All graph shapes are supported

# Linear
class SimpleFlow(FlowSpec):
    @step
    def start(self):
        self.value = 42
        self.next(self.end)
    @step
    def end(self): pass

# Split/join (branch)
class BranchFlow(FlowSpec):
    @step
    def start(self):
        self.next(self.branch_a, self.branch_b)
    ...

# Foreach fan-out
class ForeachFlow(FlowSpec):
    @step
    def start(self):
        self.items = [1, 2, 3]
        self.next(self.process, foreach="items")
    ...

Parametrised flows

Parameters defined with metaflow.Parameter are forwarded automatically:

python param_flow.py prefect create param_flow_prefect.py
python param_flow_prefect.py --message "hello" --count 5

Configuration

Metadata service and datastore

By default, metaflow-prefect uses whatever metadata and datastore backends are active in your Metaflow environment.
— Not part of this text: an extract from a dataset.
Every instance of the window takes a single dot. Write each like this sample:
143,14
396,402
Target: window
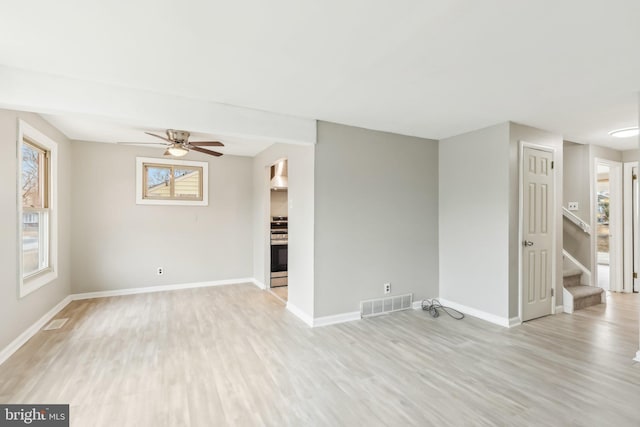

The generated Prefect file bakes in METADATA_TYPE and DATASTORE_TYPE at creation time so every step subprocess uses the same backend.
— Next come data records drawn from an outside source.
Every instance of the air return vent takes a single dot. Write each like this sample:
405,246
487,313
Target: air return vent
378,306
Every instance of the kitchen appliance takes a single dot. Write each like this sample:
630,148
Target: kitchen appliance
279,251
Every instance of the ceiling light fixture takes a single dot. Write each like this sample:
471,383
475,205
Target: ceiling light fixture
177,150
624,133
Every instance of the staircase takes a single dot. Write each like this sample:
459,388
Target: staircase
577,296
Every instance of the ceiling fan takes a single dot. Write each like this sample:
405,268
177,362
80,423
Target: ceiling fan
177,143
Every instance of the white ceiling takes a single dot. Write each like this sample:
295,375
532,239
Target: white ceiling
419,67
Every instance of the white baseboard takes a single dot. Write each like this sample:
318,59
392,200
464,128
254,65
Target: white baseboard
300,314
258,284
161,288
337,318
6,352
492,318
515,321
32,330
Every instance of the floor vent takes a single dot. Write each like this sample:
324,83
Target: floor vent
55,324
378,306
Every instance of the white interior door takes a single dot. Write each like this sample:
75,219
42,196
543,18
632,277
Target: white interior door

To use a remote metadata service or object store, configure them before running prefect create:

# Remote metadata service + S3 datastore
python my_flow.py \
  --metadata=service \
  --datastore=s3 \
  prefect create my_flow_prefect.py

Or via environment variables (applied to all flows):

export METAFLOW_DEFAULT_METADATA=service
export METAFLOW_DEFAULT_DATASTORE=s3
python my_flow.py prefect create my_flow_prefect.py

The generated file will contain:

METADATA_TYPE: str = 'service'
DATASTORE_TYPE: str = 's3'

Every metaflow step subprocess will then use those backends automatically.

Step decorators (--with)

Inject Metaflow step decorators at deploy time without modifying the flow source:

# Run each step inside a sandbox (e.g. metaflow-sandbox extension)
python my_flow.py prefect create my_flow_prefect.py --with=sandbox

# Multiple decorators are supported
python my_flow.py prefect deploy --name prod \
  --with=sandbox \
  --with="resources:cpu=4,memory=8000"

How it works

metaflow-prefect generates a self-contained Prefect flow file from your Metaflow flow's DAG. Each Metaflow step becomes a @task. The generated file:

  • runs each step as a subprocess via the standard metaflow step CLI
  • passes --input-paths correctly for joins and foreach splits
  • writes Metaflow artifacts to the Prefect UI as markdown artifacts with a ready-to-use retrieval snippet

Prefect UI: flow run timeline

The generated flow preserves the Metaflow DAG structure — foreach fan-outs appear as parallel task runs in the Prefect timeline:

Flow run timeline showing foreach fan-out

Prefect UI: artifact retrieval snippets

After each step completes, a Prefect artifact is posted showing the Metaflow self.* artifact names and a one-liner to fetch each value:

Artifact tab showing retrieval snippet

Development

git clone https://github.com/npow/metaflow-prefect.git
cd metaflow-prefect
pip install -e ".[dev]"
pytest -v

License

Apache 2.0

Project details


Download files

Download the file for your platform. If you're not sure which to choose, learn more about installing packages.

Source Distribution

metaflow_prefect-0.1.2.tar.gz (374.7 kB view details)

Uploaded Source

Built Distribution

If you're not sure about the file name format, learn more about wheel file names.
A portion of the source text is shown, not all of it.